Friday, April 25, 2008

More "Greedy" Corporations

U.S. Appeals Court Orders New Trial In Credit Card Case.

A U.S. appeals court reinstated a class-action suit on Friday against a group of banks that force their credit card customers to use arbitration instead of the courts to settle disputes.

The credit cardholders "alleged that the banks (with other co-conspirators, including American Express (AXP.N: Quote, Profile, Research) and Wells Fargo (WFC.N: Quote, Profile, Research)) illegally colluded to force the cardholders to accept mandatory arbitration clauses in their cardholder agreements," according to the ruling by the 2nd U.S. Circuit Court of Appeals.

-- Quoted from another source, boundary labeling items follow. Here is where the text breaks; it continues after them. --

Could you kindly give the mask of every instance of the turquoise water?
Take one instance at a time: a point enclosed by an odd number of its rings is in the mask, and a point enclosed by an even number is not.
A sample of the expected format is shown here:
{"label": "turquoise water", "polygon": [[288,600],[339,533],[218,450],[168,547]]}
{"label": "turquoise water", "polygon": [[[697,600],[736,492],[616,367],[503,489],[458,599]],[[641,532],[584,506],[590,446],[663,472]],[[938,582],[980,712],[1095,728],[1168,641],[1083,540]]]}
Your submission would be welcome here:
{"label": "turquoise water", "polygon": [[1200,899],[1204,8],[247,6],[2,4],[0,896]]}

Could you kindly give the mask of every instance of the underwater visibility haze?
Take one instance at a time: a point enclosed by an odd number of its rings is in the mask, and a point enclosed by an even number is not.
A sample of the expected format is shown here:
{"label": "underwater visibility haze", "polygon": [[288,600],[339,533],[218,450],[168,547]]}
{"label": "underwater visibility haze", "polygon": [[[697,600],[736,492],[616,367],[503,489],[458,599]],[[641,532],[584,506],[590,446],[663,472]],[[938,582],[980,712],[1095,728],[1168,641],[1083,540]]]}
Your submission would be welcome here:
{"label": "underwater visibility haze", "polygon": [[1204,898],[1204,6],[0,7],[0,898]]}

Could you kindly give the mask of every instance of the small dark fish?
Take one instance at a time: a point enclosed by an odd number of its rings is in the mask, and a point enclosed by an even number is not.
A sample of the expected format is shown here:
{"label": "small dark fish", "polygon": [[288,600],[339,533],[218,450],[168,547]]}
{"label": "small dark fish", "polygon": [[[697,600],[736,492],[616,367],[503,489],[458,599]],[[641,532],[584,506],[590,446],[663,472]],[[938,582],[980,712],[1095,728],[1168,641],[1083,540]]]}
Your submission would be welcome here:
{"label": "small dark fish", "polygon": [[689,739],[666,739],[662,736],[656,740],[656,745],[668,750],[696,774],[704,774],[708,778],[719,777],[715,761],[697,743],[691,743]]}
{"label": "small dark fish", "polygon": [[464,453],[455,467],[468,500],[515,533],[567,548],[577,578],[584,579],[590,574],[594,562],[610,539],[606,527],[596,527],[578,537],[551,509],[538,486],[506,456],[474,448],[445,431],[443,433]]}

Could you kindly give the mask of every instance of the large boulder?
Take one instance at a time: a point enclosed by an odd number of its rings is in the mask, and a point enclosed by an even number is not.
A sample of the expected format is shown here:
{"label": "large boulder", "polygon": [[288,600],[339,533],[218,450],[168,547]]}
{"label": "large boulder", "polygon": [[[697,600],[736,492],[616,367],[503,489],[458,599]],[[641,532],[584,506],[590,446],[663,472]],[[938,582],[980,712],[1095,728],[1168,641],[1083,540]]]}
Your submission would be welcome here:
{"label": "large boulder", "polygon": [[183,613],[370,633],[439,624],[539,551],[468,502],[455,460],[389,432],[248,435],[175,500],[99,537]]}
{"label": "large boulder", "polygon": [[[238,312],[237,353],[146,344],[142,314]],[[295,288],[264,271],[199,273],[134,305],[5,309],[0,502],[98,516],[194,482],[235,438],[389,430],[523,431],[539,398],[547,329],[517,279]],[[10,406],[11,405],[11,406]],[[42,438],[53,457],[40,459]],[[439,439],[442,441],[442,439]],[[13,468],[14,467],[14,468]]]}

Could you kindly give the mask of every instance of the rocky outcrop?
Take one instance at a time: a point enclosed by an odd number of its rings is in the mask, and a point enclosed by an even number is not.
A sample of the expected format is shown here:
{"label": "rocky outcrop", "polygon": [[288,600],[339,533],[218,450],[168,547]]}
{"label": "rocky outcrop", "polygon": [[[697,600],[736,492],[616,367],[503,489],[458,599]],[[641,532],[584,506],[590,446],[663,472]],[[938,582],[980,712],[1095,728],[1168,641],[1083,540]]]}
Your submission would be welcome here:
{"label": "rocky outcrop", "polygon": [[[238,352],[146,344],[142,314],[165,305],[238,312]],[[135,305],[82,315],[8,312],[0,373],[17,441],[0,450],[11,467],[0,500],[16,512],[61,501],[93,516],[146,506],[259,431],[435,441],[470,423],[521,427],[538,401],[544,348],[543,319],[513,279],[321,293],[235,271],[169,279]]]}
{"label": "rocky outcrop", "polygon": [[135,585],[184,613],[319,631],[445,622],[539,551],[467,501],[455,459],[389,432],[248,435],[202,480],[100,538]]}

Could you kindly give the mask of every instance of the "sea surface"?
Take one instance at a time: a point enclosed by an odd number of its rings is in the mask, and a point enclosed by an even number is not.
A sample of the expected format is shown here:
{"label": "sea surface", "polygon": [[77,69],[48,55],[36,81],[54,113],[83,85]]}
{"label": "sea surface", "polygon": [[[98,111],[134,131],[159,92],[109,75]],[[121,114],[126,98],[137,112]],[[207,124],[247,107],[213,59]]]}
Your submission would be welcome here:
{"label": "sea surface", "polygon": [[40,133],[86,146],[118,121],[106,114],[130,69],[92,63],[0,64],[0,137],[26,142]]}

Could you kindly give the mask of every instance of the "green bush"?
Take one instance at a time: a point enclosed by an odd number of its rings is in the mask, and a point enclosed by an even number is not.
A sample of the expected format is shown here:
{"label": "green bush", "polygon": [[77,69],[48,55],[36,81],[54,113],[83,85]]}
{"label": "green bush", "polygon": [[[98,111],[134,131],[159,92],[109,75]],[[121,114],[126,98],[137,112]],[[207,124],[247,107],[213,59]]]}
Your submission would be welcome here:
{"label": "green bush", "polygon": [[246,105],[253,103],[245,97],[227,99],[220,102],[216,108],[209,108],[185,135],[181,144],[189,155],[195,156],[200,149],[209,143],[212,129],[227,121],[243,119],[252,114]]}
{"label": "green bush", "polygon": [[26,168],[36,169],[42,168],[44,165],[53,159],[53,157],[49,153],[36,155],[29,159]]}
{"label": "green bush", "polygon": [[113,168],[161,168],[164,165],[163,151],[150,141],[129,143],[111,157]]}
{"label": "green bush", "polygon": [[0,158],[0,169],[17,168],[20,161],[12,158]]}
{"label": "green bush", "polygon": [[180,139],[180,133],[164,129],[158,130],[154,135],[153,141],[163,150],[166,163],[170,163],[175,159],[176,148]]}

I couldn't find any materials related to the case, but I'd be curious to read the decisions thus far along with the briefs. Other than the fact that all the credit card companies named have similar policies, is there any actual evidence of collusion? And more importantly, what the hell is wrong with mandatory arbitration. These are credit card companies, not charities- plenty of contracts have arbitration clauses, so why should credit cards be any different? (For the sports fans out there, every single major professional sport tends to rely on arbitration to resolve disputes.) If you don't like the terms of the contract, don't get a credit card. I swear, litigation like this comes from people's attitudes that they ought to be entitled to money that's not theirs, all on their own terms.